I grabbed his hand and placed it on my fire helmet hoping that would communicate some understanding that firefighters were in his bedroom. Unfortunately he became immediately agitated and clearly but not surprisingly his mind did not make the connection as to who we were. I called to my colleague to just grab him and stand him upright. In the urgency of the situation there was no time to continue  attempting further meaningful communication, one just has to do what one has to do and our priority was to get this elderly gentleman out of the building as quickly as possible. As we stood this gentleman upright he turned out to be surprisingly strong despite his frail looking condition. He instantly started to struggle and I suspect he would have thought we were burglars assaulting him. He could neither see or hear but he would have been fully aware that he was being manhandled by strangers. It was immediately clear we would not get him out the building with his ferocious struggling and without either of us saying a word to one another my colleague clamped his arms around the gentleman’s upper body pinning his arms to his side as I knocked him unconscious by a blow to his chin. In reflection the thought of what I did makes me shiver slightly but as I said, at the time one has to do what one has to do. It was clear that it would take a long time to get this struggling gentleman out of the building during which time he would be inhaling smoke and fumes. The same smoke and fumes did not allow an option of staying where we were. In his unconscious state it was quite easy to carry the gentlemen out of the house and straight to a waiting ambulance which had arrived while we were inside the building. I explained the reason for the gentleman’s unconscious state to the ambulance attendant which he fully understood. Fortunately the gentleman started to regain consciousness while we were still by the ambulance and a relative of his was also holding his hand. He clearly found the female relatives touch reassuring as he did not struggle again despite being in a strange environment. There must have been some way in which she touched him that must have communicated to him who she was.
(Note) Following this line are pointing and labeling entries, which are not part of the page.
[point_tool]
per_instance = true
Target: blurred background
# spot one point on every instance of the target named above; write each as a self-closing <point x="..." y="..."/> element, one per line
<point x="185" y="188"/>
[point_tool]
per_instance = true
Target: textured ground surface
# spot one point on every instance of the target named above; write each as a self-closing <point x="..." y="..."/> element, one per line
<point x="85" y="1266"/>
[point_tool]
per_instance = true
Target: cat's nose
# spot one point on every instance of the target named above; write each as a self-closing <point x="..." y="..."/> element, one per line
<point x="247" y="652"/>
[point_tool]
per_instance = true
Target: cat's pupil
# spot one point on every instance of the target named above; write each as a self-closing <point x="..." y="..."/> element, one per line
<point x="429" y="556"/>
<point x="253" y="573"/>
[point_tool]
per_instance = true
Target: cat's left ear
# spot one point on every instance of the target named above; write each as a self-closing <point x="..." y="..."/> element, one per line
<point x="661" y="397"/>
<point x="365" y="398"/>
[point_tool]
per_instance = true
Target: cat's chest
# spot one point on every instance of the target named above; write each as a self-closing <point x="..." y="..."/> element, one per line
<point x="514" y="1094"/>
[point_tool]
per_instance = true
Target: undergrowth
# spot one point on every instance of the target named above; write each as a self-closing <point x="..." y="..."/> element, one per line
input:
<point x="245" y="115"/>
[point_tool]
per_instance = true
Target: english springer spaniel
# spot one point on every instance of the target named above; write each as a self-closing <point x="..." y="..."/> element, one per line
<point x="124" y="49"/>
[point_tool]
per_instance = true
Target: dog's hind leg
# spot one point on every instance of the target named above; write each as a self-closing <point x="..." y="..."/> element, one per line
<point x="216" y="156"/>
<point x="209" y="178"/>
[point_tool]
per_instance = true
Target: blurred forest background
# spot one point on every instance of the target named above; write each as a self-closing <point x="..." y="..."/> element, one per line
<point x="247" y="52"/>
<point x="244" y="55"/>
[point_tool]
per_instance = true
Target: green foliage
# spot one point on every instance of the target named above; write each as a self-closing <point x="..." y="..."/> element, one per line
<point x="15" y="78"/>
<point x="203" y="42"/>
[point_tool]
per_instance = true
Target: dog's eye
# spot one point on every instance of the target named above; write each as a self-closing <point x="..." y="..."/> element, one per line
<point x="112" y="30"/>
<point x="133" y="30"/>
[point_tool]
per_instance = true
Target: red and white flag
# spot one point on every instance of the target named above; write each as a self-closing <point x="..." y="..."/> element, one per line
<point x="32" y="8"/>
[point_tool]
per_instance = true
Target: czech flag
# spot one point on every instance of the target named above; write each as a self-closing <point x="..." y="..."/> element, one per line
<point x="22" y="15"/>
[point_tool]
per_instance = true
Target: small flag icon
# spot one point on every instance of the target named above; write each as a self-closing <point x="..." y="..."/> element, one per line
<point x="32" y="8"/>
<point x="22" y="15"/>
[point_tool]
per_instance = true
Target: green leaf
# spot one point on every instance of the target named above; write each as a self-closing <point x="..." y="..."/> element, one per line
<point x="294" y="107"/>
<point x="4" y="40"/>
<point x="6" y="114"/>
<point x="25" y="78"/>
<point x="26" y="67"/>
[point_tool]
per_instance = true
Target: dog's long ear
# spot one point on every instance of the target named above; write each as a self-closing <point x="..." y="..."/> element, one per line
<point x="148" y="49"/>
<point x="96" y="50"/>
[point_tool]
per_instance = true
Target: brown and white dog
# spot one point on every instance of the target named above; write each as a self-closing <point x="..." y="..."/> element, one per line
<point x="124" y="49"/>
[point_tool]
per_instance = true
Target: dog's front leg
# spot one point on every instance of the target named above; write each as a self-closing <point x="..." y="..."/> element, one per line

The last I saw of this gentleman was the ambulance rapidly disappearing down the road on the way to hospital. I have little doubt that our actions while somewhat drastic due to circumstances,  probably saved the gentleman’s life. Smoke and fumes are rapid silent killers. The house however was not so fortunate. The kitchen was completely destroyed and once the fire was out and the rest of the house ventilated to clear the smoke all rooms in the house were deeply blackened due to smoke damage and as such uninhabitable. Google Street maps show that the entire area where this house once stood has been replaced by a swathe of social housing.

It’s strange how watching an unconnected television documentary can lead to triggering memories long since forgotten.